Sebagian Salaf berdo’a:
اللهم أعزني بِطَاعَتِكَ وَلا تُدلّنِي بِمَعْصِيَتِكَ.”
“Ya Allah, muliakanlah aku dengan mentaati-Mu dan jangan hinakan aku dengan mendurhakai-Mu.”
‘Abdullah bin al-Mubarak berkata:
Aku melihat dosa mematikan hati
dan kecanduan dengannya mewariskan kehinaan.
Meninggalkan dosa adalah kehidupan hati,
maka lebih baik bagimu mendurhakai kemaksiatan.
Kesebelas, maksiat merusak akal.
Di antara dampak maksiat adalah merusak akal. Sungguh, akal memiliki cahaya, sedangkan maksiat pasti memadamkan cahayanya.
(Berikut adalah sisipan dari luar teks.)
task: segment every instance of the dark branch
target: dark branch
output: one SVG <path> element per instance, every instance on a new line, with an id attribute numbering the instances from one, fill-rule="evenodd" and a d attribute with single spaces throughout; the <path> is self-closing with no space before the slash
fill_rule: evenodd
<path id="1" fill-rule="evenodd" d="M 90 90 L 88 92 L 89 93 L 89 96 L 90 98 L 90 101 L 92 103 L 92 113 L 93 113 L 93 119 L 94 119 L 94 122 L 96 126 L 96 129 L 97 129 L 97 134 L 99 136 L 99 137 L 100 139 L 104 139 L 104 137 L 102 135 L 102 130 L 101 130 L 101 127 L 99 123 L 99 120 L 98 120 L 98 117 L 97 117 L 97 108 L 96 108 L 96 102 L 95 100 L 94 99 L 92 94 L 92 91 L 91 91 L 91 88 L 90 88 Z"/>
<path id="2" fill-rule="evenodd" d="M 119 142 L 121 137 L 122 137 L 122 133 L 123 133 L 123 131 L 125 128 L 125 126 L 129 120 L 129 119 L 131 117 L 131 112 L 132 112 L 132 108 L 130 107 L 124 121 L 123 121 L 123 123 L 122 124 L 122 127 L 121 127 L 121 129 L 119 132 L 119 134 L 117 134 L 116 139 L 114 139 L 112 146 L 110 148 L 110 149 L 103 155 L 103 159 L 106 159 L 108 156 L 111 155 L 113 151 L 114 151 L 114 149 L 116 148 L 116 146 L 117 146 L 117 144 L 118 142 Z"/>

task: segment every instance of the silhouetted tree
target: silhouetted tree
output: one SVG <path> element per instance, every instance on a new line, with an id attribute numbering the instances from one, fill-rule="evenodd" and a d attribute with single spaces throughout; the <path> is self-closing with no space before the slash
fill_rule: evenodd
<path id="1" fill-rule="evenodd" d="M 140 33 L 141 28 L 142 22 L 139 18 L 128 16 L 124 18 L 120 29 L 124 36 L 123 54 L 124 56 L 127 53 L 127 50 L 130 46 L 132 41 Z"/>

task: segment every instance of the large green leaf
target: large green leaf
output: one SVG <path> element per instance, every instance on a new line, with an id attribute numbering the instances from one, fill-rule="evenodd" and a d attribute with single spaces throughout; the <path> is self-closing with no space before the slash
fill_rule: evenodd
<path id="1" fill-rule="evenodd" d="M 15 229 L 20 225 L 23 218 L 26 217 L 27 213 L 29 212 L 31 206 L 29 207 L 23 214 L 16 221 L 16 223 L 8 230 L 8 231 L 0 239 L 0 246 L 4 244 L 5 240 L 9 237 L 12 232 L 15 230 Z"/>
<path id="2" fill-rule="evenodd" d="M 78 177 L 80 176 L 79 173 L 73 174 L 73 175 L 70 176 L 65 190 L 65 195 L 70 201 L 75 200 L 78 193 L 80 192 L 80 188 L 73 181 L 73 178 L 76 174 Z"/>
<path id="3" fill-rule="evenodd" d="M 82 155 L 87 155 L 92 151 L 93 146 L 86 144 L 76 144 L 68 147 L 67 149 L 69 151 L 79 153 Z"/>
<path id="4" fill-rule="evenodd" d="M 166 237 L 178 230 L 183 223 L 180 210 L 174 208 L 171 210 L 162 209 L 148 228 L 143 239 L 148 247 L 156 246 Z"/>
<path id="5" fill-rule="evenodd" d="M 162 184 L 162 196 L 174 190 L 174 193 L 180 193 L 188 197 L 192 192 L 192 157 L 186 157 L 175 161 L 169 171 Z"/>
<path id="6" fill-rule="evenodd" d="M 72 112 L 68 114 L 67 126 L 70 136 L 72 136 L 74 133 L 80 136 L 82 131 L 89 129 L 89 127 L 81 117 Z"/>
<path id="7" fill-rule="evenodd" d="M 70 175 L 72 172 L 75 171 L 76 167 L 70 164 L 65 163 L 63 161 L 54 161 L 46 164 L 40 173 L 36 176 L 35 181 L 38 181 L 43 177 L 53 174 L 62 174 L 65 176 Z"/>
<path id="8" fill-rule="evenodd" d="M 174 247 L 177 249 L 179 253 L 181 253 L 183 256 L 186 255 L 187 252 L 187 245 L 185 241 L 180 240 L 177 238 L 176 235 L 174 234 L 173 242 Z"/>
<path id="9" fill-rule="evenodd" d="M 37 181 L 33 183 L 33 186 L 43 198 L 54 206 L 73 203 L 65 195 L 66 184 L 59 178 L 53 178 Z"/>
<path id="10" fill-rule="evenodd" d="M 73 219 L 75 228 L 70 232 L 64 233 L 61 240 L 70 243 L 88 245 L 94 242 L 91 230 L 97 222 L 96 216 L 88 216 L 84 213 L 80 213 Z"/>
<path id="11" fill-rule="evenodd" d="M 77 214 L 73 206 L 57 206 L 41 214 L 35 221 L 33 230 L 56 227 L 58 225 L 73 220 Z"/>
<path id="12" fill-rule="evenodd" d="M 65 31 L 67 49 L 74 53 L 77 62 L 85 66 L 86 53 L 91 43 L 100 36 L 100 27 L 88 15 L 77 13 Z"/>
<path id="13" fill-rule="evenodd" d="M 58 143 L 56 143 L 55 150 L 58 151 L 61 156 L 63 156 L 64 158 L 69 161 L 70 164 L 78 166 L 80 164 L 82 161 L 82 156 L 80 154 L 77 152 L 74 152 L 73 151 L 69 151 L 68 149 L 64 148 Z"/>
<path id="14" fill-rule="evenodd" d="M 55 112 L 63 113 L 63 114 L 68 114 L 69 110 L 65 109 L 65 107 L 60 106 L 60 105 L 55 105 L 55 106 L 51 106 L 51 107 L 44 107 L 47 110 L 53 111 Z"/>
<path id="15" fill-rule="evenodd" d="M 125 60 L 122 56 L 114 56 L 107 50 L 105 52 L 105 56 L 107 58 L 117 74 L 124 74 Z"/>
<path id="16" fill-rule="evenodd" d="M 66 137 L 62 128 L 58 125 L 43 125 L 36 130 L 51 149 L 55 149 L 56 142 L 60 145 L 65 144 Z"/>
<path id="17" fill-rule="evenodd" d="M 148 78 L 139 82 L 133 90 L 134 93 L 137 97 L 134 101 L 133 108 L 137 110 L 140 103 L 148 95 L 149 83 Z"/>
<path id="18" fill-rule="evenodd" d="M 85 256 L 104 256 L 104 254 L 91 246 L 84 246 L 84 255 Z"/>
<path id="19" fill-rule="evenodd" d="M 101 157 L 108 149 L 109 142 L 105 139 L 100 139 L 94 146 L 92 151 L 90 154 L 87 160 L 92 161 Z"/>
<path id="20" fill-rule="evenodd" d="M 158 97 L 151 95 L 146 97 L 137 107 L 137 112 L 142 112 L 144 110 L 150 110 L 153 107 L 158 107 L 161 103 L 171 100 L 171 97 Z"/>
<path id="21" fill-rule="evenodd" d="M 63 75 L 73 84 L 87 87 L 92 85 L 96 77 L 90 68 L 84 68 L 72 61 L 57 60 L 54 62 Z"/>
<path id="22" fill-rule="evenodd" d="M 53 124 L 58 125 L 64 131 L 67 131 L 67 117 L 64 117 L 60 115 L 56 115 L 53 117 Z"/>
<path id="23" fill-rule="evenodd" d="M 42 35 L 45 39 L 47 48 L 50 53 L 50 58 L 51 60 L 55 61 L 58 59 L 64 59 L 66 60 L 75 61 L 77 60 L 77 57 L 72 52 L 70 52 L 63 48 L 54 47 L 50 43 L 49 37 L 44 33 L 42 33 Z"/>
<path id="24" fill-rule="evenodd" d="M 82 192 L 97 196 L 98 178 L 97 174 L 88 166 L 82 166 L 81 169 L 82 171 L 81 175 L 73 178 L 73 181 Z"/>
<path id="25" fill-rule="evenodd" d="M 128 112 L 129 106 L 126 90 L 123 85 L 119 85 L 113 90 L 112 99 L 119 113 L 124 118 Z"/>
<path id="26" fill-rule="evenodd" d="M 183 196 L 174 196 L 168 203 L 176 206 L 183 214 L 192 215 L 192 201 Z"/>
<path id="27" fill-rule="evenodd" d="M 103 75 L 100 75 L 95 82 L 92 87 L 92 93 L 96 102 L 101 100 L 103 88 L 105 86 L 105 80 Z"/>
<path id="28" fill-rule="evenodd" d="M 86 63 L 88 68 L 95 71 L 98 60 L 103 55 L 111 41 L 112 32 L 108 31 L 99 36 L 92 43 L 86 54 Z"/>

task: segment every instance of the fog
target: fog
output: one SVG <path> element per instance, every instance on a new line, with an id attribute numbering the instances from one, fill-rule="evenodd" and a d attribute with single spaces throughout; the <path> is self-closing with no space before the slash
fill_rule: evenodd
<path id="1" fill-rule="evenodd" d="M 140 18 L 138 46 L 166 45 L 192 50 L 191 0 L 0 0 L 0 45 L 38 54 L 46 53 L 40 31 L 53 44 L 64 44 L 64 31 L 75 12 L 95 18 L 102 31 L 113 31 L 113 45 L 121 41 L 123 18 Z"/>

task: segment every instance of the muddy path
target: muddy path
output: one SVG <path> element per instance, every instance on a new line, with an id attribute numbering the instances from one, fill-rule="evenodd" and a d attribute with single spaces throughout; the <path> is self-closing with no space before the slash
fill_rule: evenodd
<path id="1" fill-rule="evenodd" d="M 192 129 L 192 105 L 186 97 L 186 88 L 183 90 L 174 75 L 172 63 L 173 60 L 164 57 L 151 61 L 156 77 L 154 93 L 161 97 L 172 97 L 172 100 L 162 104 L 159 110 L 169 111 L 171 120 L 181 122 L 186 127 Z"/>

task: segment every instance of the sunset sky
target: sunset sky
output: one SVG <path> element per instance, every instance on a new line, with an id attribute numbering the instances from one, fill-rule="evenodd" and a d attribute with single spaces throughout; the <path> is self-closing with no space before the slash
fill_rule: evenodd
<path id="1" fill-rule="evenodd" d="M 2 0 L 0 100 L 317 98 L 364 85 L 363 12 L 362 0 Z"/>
Jika cahaya tersebut padam, niscaya kemampuan akal pun berkurang dan melemah.
Sebagian Salaf berkata: “Tidaklah seseorang bermaksiat kepada Allah melainkan akalnya hilang.”
Hal ini sangat jelas karena apabila akal seseorang sehat, pasti ia akan mencegah pelaku maksiat dari maksiatnya. Akalnya akan menyadarkannya bahwa dia berada dalam genggaman Rabb, di bawah kekuasaan-Nya, di dalam negeri dan bumi-Nya, diawasi oleh Allah, dan para Malaikat melihat serta bertindak sebagai saksinya.
Keduabelas, maksiat mengunci mati hati pelakunya.
Di antara dampak maksiat adalah hati pelakunya akan terkunci jika dosa telah bertambah banyak, hingga akhirnya dia menjadi orang- orang yang lalai. Demikianlah penafsiran sebagian Salaf terhadap firman Allah :
كَلَّا بَلْ رَانَ عَلَى قُلُوبِهِم مَّا كَانُوا يَكْسِبُونَ
“Sekali-kali tidak (demikian), sebenarnya apa yang selalu mereka usahakan itu menutup hati mereka.” (QS. Al-Muthaffifiin: 14)
Mereka menegaskan: “Itulah dosa setelah dosa.”
Al-Hasan berkata: “Itulah dosa di atas dosa, hingga membutakan hati.”
Sebagian lagi berkata: “Jika dosa dan maksiat mereka bertambah banyak, hal itu akan melingkupi hati-hati mereka.”
Asal masalahnya, hati berkarat disebabkan maksiat. Jika maksiat bertambah, maka karat tadi menjadi penutup hati. Tutupan tersebut semakin lama semakin bertambah hingga akhirnya hati tertutupi, terkunci, dan tergembok. Jika hal ini terjadi setelah adanya petunjuk dan pengetahuan, maka hati menjadi terbalik. Bagian atasnya menjadi bagian bawah. Pada saat itu, musuhnya akan menguasai dan menggiringnya sesuka hati.
***
Referensi:
Al-Badr, Abdurazzaq bin Abdulmuhsin, (1444H). Ahadits Ishlah Al-Qulub, Dar Imam Muslim, Madinah, Saudi Arabia.